(Chapter 6.2.5 of Agresti book)
We simulate data from the following model: \[y_i^* = 2 + 0.6x_i - 4z_i + \epsilon_i\]
set.seed(1)
n <- 100
x <- runif(n, 0, 10)
z <- rbinom(n, 1, 0.5)
epsilon <- rnorm(n, 0, 1)
y_star <- 2 + 0.6 * x - 4 * z + epsilon
pch <- rep("1", n)
pch[z == 0] <- "0"
plot(x, y_star, pch = pch, xlim = c(0, 10), ylim = c(-3, 9))
abline(2, 0.6)
abline(-2, 0.6)
This figure shows the relationship between \(x\) and \(y^*\) at two levels of \(z\).
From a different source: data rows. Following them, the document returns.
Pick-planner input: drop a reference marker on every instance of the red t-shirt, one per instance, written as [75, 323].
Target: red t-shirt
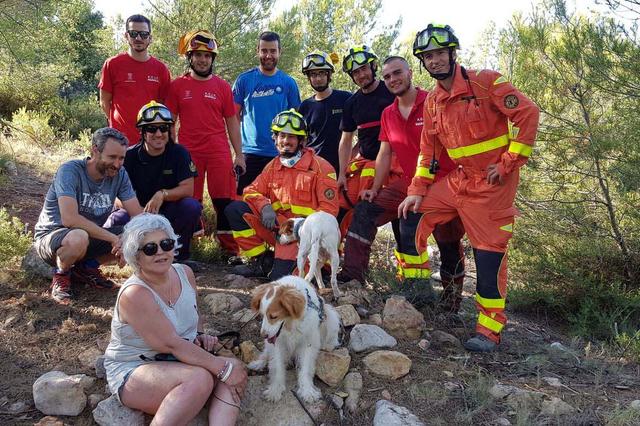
[132, 84]
[202, 106]
[404, 137]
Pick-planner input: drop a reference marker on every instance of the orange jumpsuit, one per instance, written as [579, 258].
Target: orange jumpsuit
[309, 186]
[483, 120]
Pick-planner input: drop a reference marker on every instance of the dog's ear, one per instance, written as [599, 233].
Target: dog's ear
[258, 294]
[293, 302]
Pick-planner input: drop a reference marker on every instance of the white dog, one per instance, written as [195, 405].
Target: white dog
[295, 322]
[319, 237]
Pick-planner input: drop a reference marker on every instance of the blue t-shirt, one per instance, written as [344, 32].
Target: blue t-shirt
[95, 199]
[261, 97]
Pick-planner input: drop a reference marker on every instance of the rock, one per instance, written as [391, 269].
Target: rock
[376, 319]
[49, 421]
[348, 315]
[556, 407]
[444, 340]
[553, 381]
[222, 302]
[388, 414]
[94, 399]
[248, 352]
[34, 266]
[111, 413]
[243, 315]
[331, 367]
[352, 384]
[101, 373]
[89, 356]
[366, 336]
[401, 319]
[58, 394]
[388, 364]
[256, 411]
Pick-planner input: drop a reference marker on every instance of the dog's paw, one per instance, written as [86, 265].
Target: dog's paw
[257, 365]
[273, 393]
[309, 393]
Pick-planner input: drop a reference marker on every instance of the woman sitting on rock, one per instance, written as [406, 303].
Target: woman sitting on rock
[157, 360]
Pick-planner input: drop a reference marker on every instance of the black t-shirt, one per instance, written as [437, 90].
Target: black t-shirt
[323, 118]
[150, 174]
[362, 112]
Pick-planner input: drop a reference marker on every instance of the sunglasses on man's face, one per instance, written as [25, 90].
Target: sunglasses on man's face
[143, 34]
[151, 249]
[164, 128]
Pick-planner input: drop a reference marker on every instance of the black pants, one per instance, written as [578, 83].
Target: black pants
[255, 165]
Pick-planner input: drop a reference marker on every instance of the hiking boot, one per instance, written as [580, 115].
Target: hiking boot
[480, 343]
[81, 274]
[61, 288]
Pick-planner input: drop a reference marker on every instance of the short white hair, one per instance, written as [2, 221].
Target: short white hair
[137, 229]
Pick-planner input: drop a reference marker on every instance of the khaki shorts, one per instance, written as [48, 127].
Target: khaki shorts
[48, 245]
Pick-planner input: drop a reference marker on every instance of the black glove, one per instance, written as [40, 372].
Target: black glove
[268, 217]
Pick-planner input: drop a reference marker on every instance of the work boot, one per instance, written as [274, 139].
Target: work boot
[258, 266]
[419, 292]
[451, 295]
[480, 343]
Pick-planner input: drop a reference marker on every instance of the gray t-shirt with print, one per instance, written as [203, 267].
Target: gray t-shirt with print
[95, 199]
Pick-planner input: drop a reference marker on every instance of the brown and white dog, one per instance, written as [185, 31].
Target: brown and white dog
[295, 323]
[319, 238]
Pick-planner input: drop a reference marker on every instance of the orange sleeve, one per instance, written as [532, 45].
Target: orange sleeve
[327, 188]
[257, 193]
[430, 148]
[523, 117]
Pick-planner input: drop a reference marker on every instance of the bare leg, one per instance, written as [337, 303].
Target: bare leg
[173, 391]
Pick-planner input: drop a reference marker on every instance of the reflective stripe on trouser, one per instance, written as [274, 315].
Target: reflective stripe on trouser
[487, 214]
[412, 263]
[367, 217]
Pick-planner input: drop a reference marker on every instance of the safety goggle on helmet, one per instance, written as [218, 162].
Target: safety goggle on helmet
[357, 57]
[434, 37]
[198, 40]
[317, 61]
[152, 113]
[291, 122]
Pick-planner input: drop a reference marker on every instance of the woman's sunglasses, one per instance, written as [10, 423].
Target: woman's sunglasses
[151, 249]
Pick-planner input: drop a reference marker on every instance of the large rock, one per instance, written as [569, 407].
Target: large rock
[388, 364]
[388, 414]
[256, 411]
[352, 384]
[222, 302]
[348, 315]
[58, 394]
[34, 266]
[367, 336]
[556, 407]
[111, 413]
[401, 319]
[331, 367]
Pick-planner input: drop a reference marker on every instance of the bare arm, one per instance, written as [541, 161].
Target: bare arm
[105, 102]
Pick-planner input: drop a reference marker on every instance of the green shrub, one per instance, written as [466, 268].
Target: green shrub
[14, 242]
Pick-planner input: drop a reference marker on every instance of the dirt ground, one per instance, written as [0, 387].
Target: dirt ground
[444, 386]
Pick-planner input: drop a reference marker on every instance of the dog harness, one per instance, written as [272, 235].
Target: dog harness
[319, 308]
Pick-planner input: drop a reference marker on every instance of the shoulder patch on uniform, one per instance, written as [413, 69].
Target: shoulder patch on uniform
[500, 80]
[329, 193]
[511, 101]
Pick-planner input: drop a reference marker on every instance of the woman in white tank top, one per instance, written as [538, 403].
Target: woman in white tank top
[156, 313]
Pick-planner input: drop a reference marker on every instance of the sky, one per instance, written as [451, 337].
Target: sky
[468, 18]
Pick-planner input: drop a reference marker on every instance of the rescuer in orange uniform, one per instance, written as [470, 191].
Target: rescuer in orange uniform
[488, 128]
[295, 183]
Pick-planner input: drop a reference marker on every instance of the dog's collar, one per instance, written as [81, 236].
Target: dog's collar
[296, 229]
[319, 308]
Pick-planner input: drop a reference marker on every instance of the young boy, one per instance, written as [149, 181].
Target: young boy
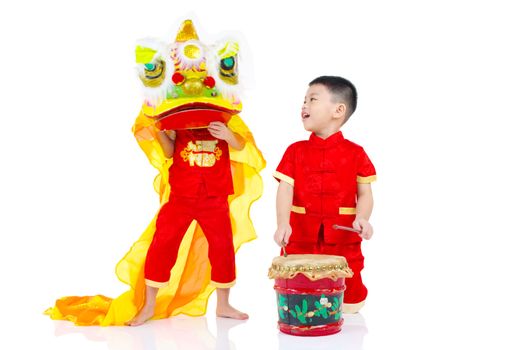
[324, 182]
[197, 193]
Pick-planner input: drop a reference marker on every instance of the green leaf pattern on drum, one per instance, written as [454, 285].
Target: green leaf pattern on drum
[311, 309]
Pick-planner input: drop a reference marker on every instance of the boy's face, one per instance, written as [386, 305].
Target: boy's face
[318, 110]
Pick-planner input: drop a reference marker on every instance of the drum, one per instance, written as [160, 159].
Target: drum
[309, 290]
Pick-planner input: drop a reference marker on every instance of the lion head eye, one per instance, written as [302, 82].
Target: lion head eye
[228, 70]
[227, 63]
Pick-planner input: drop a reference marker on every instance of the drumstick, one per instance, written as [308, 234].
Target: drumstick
[346, 228]
[283, 245]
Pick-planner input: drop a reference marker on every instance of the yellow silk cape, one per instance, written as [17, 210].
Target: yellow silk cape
[189, 288]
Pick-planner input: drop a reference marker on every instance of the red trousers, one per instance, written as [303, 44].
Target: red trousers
[355, 291]
[212, 214]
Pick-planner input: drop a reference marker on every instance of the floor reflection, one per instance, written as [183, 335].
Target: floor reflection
[350, 338]
[173, 333]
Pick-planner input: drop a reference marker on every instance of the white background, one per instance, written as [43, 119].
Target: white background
[442, 108]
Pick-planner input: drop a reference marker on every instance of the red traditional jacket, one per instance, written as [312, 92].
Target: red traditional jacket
[324, 175]
[199, 158]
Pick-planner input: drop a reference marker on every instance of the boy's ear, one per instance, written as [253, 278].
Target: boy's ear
[340, 110]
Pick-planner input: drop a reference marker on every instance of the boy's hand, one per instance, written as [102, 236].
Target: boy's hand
[220, 131]
[364, 226]
[282, 235]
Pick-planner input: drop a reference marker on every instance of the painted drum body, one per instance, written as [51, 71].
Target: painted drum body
[309, 291]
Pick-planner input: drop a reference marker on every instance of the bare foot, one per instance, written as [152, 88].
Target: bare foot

Clearly, there is no interaction between \(x\) and \(z\) in affecting \(y^*\).
Now consider the scenario that we can only measure \(y\), a discretized version of \(y^*\).
y <- rep(1, n)
y[y_star > 2 & y_star <=4] <- 2
y[y_star > 4 & y_star <=6] <- 3
y[y_star > 6 & y_star <=8] <- 4
y[y_star > 8] <- 5
lm.fit1 <- lm(y[z == 1] ~ x[z==1])
lm.fit2 <- lm(y[z == 0] ~ x[z==0])
plot(x, y, pch = pch, xlim = c(0, 10), ylim = c(0, 5))
abline(lm.fit1$coefficients[1], lm.fit1$coefficients[2])
abline(lm.fit2$coefficients[1], lm.fit2$coefficients[2])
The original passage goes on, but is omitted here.